A Hierarchical Network for Abstractive Meeting Summarization with
Cross-Domain Pretraining
- URL: http://arxiv.org/abs/2004.02016v4
- Date: Sun, 20 Sep 2020 05:47:23 GMT
- Title: A Hierarchical Network for Abstractive Meeting Summarization with
Cross-Domain Pretraining
- Authors: Chenguang Zhu, Ruochen Xu, Michael Zeng, Xuedong Huang
- Abstract summary: We propose a novel abstractive summary network that adapts to the meeting scenario.
We design a hierarchical structure to accommodate long meeting transcripts and a role vector to depict the difference among speakers.

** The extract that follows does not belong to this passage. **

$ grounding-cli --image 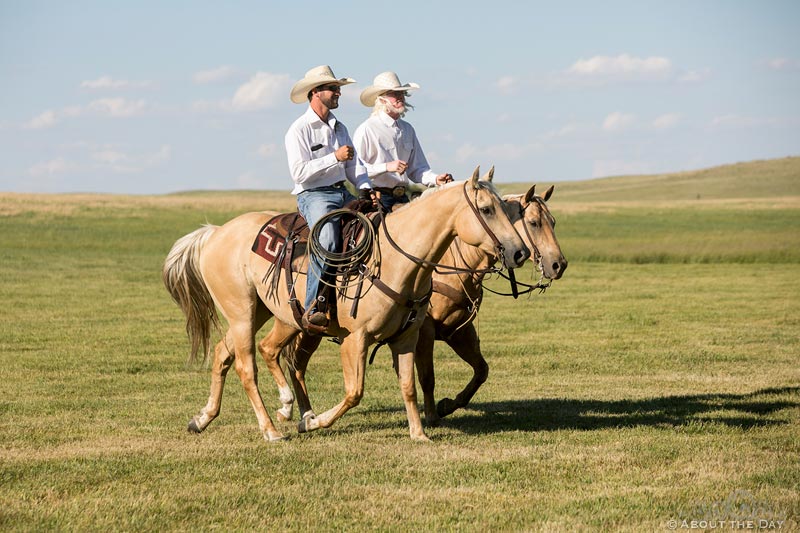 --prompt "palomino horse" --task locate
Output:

Our model outperforms previous approaches in both automatic metrics and human evaluation.
- Score: 52.11221075687124
- License: http://arxiv.org/licenses/nonexclusive-distrib/1.0/
- Abstract: With the abundance of automatic meeting transcripts, meeting summarization is
of great interest to both participants and other parties. Traditional methods
of summarizing meetings depend on complex multi-step pipelines that make joint
optimization intractable. Meanwhile, there are a handful of deep neural models
for text summarization and dialogue systems. However, the semantic structure
and styles of meeting transcripts are quite different from articles and
conversations. In this paper, we propose a novel abstractive summary network
that adapts to the meeting scenario. We design a hierarchical structure to
accommodate long meeting transcripts and a role vector to depict the difference
among speakers. Furthermore, due to the inadequacy of meeting summary data, we
pretrain the model on large-scale news summary data. Empirical results show
that our model outperforms previous approaches in both automatic metrics and
human evaluation. For example, on ICSI dataset, the ROUGE-1 score increases
from 34.66% to 46.28%.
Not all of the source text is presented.